Loneliness, the enemy

Loneliness is not just a state of mind—it is a state of being, with tremendous physical and emotional consequences.

It may not be classified as a medical condition. Yet, referring to “an epidemic of loneliness”, an article published in The New York Times last year stated, “Researchers have found mounting evidence linking loneliness to physical illness and functional and cognitive decline. As a predictor of early death, loneliness eclipses obesity.”

For silvers already shaken by an empty nest, retirement from work, disengagement from social life and, in many cases, bereavement from the death of a partner, loneliness is a very familiar reality. And this is truer than ever before in India. A recent study, titled Changing Needs & Rights of Older People in India, conducted by New Delhi-based Agewell Foundation of 15,000 silvers in 300 districts across the country, reveals that almost every second elderly person (47.49 per cent) suffers from loneliness. In fact, it’s worse in urban areas with about 64 per cent plagued by it, compared to about 40 per cent in rural areas. When this is coupled with neglect or sometimes abuse from younger family members, the situation becomes even more dire.

With psychological counselling still considered taboo in India and the absence of defined social or public health initiatives to tackle the problem, loneliness can become akin to a cancer taking control of our minds and bodies and spreading insidiously. Further, a sense of inertia sets into us over time, making us reluctant and disinclined to step out of our cocoons.

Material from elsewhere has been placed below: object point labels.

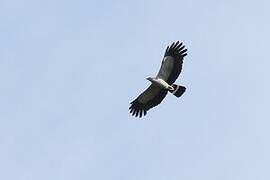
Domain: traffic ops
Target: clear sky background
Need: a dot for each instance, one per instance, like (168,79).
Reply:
(68,70)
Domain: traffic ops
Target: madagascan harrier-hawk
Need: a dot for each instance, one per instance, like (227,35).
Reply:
(160,85)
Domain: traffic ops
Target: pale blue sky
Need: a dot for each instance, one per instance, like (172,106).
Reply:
(68,70)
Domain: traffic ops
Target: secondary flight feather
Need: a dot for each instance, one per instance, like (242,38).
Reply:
(163,83)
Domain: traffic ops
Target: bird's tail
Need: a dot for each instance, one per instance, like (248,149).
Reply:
(178,90)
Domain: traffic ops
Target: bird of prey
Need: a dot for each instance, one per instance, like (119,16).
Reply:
(170,69)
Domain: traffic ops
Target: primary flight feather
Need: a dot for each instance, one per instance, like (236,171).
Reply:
(170,69)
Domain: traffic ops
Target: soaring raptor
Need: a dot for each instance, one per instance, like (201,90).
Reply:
(160,85)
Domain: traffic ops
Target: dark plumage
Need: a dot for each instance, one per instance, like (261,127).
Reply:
(170,69)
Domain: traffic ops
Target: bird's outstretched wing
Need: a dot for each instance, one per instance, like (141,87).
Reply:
(150,98)
(172,62)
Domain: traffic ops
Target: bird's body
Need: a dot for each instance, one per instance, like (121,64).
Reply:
(160,85)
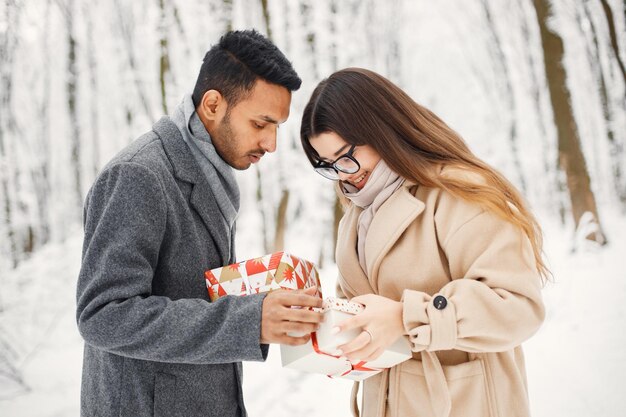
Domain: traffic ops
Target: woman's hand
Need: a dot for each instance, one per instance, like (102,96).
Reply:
(382,325)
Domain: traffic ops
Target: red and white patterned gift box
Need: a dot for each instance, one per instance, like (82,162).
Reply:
(319,355)
(279,270)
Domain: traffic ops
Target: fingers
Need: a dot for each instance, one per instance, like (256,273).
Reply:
(279,317)
(301,315)
(300,298)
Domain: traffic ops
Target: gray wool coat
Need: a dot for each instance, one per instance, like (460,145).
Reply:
(154,343)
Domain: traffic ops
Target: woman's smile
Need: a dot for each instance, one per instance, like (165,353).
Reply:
(361,180)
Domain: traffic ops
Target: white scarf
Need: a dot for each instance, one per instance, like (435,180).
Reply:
(381,184)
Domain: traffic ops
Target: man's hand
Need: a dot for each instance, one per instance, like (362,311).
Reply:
(278,318)
(381,324)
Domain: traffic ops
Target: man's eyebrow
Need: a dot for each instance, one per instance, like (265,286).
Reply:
(268,119)
(340,151)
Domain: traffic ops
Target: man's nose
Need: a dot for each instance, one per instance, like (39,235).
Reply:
(268,143)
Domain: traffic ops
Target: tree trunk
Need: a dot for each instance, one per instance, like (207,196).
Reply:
(571,158)
(164,58)
(127,36)
(281,222)
(608,13)
(615,148)
(8,43)
(93,86)
(554,199)
(40,172)
(71,87)
(499,60)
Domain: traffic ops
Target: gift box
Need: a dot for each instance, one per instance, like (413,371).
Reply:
(319,355)
(279,270)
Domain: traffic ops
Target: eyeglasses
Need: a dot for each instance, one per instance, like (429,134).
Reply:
(346,163)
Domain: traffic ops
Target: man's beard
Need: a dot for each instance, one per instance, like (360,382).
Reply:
(227,144)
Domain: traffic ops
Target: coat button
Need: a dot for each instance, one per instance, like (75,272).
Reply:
(440,302)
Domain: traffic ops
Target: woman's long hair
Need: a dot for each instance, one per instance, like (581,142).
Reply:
(365,108)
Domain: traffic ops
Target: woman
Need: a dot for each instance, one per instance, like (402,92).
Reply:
(435,243)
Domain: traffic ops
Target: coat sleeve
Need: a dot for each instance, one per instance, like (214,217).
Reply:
(493,302)
(125,222)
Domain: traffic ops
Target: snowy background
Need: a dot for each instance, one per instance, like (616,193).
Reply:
(81,79)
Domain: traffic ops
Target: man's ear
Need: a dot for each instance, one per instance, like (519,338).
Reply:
(211,105)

This is the greatest danger of all. We need to push ourselves daily, constantly, to get proactive, engaged and connected. This can work in two ways: external and internal. The external dimension could include going out for a daily walk, taking hobby classes, joining a senior citizens’ association or volunteering for community work, all ways to get healthier and expand one’s social network while using one’s skills for the greater good. The internal dimension is equally significant. Becoming digitally literate, reading more, writing, learning new skills in the kitchen and home, and exercising regularly can also contribute to our health and enhance personal growth, keeping depression at bay. And whatever else we do, we must always remain positive—in our mind, body and heart, with our thoughts and deeds. It truly works wonders!

Indeed, while isolation and alienation are more acute in the modern world, there are also more avenues than we could have ever imagined to plug into the larger ecosystem, a world of discovery and possibilities where there are no expiry dates to self-actualisation. The choice is in your hands—make the right one.